Researchers have identified two genes that contribute to a disease called glomerulonephritis, or acute kidney inflammation.
Their study, “GWAS for serum galactose-deficient IgA1 implicates critical genes of the O-glycosylation pathway”, appeared in the journal PLOS Genetics.
IgA nephropathy is an autoimmune kidney disease that is the most common cause of glomerulonephritis. Research has shown that abnormal O-glycosylation in IgA1 — a subtype of the antibody IgA which comprises about 85 percent of total IgA concentration in serum —is a factor in the disease. When a sugar molecule (galactose) fails to attach itself to an oxygen atom in a protein, this creates an abnormal IgA1 hat triggers an autoimmune response, ultimately damaging the kidneys’ filtering structures.
Previous work from the same research team at New York’s Columbia University and the University of Alabama-Birmingham (UAB) School of Medicine showed that up to two-thirds of IgA nephropathy patients have high IgA1 levels. In addition, elevated serum galactose-deficient IgA1 levels show high heritability; galactose-deficient-IgA1 was also shown to be a risk factor preceding the development of IgA nephropathy.
“Very little is known about the causes of IgA nephropathy, genetic or otherwise, so our discovery represents an important step toward developing better therapies for this disease,” Krzysztof Kiryluk, MD, the study’s lead author and an assistant professor of medicine at Columbia University Medical Center, said in a press release.
Using a high-throughput blood test, the research team performed a genome-wide association study of 2,633 subjects of European and East Asian ancestry for defective O-glycosylation of serum IgA1.
Researchers showed that serum levels of galactose-deficient IgA1 remain stable over four years, which means that environmental factors have little effect on O-glycosylation of IgA1. Furthermore, IgA1 levels were higher in patients with IgA nephropathy compared to controls. In addition, serum galactose-deficient IgA levels were positively correlated with age and total IgA levels.
The scientists also discovered that naturally occurring DNA changes in two genes – C1GALT1 and C1GALT1C1 – were significantly associated with levels of galactose-deficient IgA1.
The two genes encode key proteins in O-glycosylation of IgA1 molecules.

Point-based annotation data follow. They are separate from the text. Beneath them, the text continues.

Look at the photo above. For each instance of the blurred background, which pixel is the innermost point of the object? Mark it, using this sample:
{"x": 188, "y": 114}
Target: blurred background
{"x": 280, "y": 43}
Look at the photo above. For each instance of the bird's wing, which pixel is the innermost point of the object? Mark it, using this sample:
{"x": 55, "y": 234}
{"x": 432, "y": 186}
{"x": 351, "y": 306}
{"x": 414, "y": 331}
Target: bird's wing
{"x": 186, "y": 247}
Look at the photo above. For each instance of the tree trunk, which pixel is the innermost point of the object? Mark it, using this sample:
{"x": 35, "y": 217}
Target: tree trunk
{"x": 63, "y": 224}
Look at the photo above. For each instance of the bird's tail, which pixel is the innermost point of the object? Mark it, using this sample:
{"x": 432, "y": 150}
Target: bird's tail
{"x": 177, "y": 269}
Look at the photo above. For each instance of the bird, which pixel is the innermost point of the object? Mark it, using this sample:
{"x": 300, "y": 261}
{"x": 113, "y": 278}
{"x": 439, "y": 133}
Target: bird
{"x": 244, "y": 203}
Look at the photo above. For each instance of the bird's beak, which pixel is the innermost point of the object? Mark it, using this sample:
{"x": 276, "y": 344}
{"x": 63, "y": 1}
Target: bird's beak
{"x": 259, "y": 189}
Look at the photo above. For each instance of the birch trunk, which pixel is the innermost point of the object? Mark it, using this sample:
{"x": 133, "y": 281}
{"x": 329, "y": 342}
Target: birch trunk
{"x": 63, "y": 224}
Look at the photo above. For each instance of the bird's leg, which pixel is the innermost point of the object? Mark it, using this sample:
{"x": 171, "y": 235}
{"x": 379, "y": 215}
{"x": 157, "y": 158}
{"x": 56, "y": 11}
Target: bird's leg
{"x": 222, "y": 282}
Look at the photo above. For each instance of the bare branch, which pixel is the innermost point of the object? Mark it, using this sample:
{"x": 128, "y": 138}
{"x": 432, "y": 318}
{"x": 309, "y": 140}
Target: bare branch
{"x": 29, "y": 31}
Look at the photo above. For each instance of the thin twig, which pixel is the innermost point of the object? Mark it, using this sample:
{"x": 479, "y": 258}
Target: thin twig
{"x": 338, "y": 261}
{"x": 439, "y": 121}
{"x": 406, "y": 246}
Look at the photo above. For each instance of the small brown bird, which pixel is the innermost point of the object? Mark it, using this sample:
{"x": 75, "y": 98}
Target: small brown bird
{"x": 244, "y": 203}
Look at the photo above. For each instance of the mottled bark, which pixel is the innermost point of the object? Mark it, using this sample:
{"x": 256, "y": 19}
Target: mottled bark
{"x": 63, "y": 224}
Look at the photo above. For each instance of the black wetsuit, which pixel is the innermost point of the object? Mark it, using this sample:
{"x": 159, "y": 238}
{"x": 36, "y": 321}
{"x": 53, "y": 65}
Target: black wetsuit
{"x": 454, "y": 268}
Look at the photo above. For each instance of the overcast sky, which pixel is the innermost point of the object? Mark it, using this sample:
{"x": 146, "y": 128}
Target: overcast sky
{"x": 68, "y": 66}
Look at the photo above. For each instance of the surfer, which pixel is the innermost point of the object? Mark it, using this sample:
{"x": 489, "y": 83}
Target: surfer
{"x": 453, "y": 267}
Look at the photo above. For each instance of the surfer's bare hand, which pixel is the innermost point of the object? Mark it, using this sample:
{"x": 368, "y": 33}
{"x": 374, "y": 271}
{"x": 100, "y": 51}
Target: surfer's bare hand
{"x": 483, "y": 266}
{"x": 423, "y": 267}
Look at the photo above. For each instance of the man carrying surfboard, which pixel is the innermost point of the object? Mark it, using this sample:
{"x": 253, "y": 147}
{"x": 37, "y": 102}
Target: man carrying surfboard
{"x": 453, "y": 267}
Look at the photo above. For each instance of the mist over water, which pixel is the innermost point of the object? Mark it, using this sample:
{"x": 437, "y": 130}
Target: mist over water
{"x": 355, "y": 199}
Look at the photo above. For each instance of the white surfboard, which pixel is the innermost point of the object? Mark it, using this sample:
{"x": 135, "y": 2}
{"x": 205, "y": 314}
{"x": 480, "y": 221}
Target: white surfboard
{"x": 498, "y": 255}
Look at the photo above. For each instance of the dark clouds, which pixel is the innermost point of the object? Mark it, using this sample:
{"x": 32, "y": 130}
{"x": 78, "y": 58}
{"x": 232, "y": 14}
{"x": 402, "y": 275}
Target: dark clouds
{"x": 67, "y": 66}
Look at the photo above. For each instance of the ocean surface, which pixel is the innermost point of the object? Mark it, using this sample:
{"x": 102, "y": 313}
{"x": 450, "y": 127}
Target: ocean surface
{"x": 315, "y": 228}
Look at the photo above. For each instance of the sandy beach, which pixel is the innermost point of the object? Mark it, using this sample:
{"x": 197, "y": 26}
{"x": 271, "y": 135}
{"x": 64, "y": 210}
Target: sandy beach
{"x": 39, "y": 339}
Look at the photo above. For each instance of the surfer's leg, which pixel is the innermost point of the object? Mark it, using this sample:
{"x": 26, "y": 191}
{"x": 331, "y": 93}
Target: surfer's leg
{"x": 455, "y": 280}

The C1GALT1 gene encodes the enzyme responsible for the addition of galactose to O-glycans, whereas C1GALT1C1 encodes a protein that acts as a chaperone for the enzyme during its synthesis.
Scientists confirmed the role of both genes during in vitro experiments of C1GALT1 and C1GALT1C1, as reduced levels of each of the two genes increased production of galactose-deficient IgA1 secreted by the cells.
Together, changes in these two genes explain about 7 percent of galactose-deficient variability on IgA1 in Europeans, and 2 percent in East Asians.
The results provide new genetic clues to understanding IgA nephropathy and have relevance for other diseases with similar underlying molecular defects, such as inflammatory bowel disease, certain types of blood diseases and cancer.
Roughly half the patients with IgA nephropathy have progressive disease and may develop kidney failure. Although medication can slow glomerulonephritis, there is currently no cure. The incidence rate for glomerulonephritis is believed to vary between 0.2 and 2.5 cases per 100,000 inhabitants per year.
The Columbia-UAB team is now performing a larger association study with 10,000 patients.